Par des mémoires en défense, enregistrés le 12 août 2021 et le 24 janvier 2022, le préfet de Corse, préfet de la Corse-du-Sud, conclut au rejet de la requête.
Il soutient que les moyens soulevés par M. A ne sont pas fondés.
Vu les autres pièces du dossier.
Vu :
— le code de l’environnement ;
— le code de la sécurité intérieure ;
— le code de justice administrative.
Les parties ont été régulièrement averties du jour de l’audience.
Ont été entendus au cours de l’audience publique :
— le rapport de M. Vanhullebus,
— et les conclusions de Mme Castany, rapporteure publique.
Considérant ce qui suit :
1. M. A a, par courrier du 28 janvier 2020, demandé l’autorisation d’acquérir et de détenir des armes de catégorie B. Par un arrêté BPA n° 21-0005 du 8 février 2021, le préfet de la Corse-du-Sud lui a interdit d’acquérir et de détenir des armes de toute catégorie, a prescrit l’enregistrement de cette interdiction dans le fichier national des interdits d’acquisition et de détention d’armes, a retiré la validation de son permis de chasser, et lui a enjoint de remettre ce document.
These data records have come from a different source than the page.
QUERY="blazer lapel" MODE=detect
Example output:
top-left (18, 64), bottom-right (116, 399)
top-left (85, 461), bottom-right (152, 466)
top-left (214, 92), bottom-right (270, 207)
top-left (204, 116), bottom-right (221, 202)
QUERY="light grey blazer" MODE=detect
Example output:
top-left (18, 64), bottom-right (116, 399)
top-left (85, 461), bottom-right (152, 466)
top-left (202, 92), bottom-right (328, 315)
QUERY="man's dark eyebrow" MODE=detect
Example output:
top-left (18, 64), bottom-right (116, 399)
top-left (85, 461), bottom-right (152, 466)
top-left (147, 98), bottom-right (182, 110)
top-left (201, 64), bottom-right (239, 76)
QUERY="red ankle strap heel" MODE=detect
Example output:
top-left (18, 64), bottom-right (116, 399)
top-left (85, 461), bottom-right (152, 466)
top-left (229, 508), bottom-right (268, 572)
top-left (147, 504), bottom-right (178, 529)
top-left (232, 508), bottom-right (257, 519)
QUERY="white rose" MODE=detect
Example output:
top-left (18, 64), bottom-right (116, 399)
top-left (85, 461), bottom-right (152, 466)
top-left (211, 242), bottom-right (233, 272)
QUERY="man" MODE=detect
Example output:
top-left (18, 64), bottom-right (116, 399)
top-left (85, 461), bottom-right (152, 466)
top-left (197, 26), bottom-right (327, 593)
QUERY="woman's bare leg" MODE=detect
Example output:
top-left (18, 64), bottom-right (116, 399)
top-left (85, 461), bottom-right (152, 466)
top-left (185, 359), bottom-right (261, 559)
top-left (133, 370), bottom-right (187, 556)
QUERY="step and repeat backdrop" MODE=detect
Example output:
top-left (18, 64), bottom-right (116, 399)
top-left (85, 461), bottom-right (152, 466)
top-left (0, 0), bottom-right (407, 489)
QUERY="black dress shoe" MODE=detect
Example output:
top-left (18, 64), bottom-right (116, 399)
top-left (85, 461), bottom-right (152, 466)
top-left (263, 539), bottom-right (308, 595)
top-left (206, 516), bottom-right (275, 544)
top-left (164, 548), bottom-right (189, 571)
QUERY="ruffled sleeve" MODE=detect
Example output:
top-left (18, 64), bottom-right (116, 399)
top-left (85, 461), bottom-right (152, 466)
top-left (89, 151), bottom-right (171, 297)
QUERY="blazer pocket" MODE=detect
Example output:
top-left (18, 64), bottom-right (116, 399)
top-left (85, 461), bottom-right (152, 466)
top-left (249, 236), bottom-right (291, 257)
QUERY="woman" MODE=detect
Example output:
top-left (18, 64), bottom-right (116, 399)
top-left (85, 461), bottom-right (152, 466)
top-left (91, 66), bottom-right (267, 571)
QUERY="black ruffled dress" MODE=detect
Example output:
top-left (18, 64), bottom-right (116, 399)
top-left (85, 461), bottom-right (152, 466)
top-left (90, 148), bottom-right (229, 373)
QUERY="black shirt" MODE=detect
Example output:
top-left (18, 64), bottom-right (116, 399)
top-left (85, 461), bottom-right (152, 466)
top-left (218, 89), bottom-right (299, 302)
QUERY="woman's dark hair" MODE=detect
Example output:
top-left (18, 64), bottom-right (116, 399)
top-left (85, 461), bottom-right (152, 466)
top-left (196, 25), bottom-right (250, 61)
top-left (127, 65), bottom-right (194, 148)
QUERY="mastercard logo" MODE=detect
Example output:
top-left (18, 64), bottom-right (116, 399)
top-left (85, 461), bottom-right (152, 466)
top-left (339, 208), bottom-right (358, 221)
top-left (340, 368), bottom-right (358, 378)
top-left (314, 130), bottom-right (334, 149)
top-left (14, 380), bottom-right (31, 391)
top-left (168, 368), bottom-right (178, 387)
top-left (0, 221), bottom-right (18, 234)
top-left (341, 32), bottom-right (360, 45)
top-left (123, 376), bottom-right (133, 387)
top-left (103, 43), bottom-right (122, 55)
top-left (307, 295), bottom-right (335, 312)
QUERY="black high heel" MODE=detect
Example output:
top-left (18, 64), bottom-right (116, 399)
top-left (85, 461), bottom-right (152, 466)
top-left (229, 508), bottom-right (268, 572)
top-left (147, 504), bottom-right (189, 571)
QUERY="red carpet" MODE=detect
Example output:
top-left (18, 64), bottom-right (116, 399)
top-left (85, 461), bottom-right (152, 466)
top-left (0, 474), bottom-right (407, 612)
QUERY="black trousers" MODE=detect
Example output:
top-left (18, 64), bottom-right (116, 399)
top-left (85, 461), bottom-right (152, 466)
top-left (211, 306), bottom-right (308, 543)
M. A demande au tribunal d’annuler cet arrêté.
2. D’une part, aux termes de l’article L. 312-3-1 du code de la sécurité intérieure : « L’autorité administrative peut interdire l’acquisition et la détention des armes () aux personnes dont le comportement laisse craindre une utilisation dangereuse pour elles-mêmes ou pour autrui. ». Aux termes de l’article R. 312-21 du même code : « En application des articles L. 312-2 et L. 312-4, les conditions dans lesquelles peuvent être autorisées l’acquisition et la détention des matériels de guerre, armes, munitions et de leurs éléments des catégories A et B sont définies, par catégorie de personnes intéressés (). L’autorisation n’est pas accordée lorsque le demandeur : () 3° A un comportement incompatible avec la détention de ces matériels de guerre, armes, munitions et leurs éléments, révélé par l’enquête diligentée par le préfet. () »
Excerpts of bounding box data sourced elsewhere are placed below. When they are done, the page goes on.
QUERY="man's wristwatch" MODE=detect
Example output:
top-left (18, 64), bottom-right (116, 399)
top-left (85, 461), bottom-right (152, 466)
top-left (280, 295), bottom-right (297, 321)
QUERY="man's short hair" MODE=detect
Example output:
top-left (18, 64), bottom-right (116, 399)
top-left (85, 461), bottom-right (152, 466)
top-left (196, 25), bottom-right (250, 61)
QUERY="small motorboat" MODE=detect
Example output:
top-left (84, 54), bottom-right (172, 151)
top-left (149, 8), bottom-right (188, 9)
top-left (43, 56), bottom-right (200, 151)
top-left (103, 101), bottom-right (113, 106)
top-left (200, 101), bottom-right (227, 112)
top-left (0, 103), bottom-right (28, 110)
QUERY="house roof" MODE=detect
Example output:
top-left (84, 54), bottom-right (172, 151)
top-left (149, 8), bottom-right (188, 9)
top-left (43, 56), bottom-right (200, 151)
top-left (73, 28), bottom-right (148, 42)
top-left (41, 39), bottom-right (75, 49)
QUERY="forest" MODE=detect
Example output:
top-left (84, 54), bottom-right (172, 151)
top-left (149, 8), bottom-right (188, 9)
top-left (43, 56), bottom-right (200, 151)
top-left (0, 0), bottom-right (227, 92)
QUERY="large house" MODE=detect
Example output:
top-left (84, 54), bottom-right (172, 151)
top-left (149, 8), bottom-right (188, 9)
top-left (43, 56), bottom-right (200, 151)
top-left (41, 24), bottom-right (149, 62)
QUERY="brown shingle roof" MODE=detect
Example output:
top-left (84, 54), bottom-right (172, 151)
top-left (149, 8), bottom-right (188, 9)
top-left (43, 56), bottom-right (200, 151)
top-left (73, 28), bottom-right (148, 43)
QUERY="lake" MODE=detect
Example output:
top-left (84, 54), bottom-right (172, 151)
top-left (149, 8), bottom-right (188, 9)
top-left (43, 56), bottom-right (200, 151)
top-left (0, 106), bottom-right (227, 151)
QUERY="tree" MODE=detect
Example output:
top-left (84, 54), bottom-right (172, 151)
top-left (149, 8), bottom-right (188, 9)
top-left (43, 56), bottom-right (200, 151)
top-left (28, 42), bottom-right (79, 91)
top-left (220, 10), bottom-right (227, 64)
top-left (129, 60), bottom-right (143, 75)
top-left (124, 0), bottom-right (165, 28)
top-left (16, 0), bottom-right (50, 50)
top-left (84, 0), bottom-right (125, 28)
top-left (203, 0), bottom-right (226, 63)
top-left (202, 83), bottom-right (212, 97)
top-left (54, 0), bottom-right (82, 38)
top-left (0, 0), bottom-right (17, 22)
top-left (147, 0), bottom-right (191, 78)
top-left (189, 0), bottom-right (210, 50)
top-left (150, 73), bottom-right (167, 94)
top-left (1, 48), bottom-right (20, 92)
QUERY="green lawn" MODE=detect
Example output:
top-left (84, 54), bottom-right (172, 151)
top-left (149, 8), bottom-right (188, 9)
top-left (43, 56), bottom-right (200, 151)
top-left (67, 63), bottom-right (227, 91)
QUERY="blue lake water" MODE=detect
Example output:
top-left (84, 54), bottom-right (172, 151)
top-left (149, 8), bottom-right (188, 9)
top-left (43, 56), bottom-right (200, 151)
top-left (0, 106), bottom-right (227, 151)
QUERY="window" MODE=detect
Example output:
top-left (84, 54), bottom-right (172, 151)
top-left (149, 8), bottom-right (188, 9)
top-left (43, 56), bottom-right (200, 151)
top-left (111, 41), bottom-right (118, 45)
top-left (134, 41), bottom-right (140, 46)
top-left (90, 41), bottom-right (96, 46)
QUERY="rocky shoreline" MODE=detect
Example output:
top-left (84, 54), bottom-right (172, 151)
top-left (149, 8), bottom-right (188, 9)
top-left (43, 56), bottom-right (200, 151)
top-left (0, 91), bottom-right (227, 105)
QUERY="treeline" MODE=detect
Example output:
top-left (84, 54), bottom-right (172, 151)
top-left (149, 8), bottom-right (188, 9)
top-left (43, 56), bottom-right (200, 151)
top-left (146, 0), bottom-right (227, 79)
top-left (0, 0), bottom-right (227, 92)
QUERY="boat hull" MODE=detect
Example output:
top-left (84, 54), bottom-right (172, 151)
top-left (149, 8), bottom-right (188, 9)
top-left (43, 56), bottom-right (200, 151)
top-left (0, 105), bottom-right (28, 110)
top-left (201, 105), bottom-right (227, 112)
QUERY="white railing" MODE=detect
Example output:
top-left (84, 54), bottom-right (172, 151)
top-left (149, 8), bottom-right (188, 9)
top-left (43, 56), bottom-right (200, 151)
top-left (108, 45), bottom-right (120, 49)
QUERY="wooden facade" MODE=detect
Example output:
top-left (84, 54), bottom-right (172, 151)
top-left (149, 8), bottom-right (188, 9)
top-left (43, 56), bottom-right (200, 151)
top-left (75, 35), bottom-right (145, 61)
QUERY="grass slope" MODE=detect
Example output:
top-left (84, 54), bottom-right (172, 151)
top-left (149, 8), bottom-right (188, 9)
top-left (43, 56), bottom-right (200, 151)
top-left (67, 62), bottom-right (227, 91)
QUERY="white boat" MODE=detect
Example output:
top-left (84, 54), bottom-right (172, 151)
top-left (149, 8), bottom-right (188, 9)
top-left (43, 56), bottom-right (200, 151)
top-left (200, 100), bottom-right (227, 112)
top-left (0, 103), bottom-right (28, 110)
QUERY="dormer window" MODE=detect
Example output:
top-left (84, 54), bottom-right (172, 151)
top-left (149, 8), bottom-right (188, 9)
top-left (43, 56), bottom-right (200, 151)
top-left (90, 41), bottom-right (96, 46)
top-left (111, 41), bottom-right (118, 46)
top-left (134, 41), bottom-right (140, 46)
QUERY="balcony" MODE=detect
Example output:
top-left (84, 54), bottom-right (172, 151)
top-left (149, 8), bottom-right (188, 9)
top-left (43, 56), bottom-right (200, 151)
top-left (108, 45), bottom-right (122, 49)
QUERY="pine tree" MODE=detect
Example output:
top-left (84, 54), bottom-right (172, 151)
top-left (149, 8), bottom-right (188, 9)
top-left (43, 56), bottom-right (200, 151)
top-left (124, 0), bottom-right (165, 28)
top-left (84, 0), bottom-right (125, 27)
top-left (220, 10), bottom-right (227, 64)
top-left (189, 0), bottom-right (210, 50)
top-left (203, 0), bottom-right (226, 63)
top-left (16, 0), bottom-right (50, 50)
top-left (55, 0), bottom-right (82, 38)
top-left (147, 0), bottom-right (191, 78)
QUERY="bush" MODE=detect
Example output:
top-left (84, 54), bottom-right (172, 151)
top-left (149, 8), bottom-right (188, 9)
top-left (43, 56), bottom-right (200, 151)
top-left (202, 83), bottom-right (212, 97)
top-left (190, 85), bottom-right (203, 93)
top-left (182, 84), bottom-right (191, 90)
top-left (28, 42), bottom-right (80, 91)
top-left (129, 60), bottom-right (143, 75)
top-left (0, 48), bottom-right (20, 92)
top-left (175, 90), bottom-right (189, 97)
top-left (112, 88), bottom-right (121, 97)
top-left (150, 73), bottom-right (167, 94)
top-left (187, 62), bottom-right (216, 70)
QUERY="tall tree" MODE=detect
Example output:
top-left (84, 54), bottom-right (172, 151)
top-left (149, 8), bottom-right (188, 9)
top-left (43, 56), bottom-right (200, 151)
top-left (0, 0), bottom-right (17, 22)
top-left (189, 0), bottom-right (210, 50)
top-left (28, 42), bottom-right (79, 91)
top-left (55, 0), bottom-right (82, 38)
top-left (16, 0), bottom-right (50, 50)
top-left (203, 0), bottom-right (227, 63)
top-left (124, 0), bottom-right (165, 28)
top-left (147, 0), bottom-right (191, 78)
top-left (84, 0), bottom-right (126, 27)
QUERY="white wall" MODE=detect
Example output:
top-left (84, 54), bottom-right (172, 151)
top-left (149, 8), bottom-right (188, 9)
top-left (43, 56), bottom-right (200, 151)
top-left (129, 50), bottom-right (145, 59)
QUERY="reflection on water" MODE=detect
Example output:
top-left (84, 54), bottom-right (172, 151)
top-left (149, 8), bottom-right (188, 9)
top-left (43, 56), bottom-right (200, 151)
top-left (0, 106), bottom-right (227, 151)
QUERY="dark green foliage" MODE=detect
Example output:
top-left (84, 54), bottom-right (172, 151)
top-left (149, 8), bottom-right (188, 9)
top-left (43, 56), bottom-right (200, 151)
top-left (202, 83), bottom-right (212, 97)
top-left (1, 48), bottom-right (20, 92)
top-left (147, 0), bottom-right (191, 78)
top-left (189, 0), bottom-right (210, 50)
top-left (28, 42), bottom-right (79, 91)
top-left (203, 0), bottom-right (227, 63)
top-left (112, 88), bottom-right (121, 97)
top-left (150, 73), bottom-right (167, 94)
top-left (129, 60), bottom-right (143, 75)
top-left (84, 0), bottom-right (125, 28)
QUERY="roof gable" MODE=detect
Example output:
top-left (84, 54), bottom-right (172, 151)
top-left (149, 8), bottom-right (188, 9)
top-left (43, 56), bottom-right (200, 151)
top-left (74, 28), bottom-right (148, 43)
3. D’autre part, aux termes de l’article L. 312-16 du code de la sécurité intérieure : « Un fichier national automatisé nominatif recense : () 3° Les personnes interdites d’acquisition et de détention d’armes, de munitions et de leurs éléments des catégories A, B et C en application de l’article L. 312-3-1 () ». Aux termes de l’article L. 423-15 du code de l’environnement : « Ne peuvent obtenir la validation de leur permis de chasser : () 9° ceux qui sont inscrits au fichier national automatisé nominatif des personnes interdites d’acquisition et de détention d’armes visé à l’article L. 312-16 du code de la sécurité intérieure. () ». Aux termes de l’article R. 423-24 du même code : « Lorsque le préfet est informé du fait que le titulaire d’un permis de chasser revêtu de la validation annuelle ou temporaire se trouve dans l’un des cas prévus à l’article R. 423-15 (), il procède au retrait de la validation. () ».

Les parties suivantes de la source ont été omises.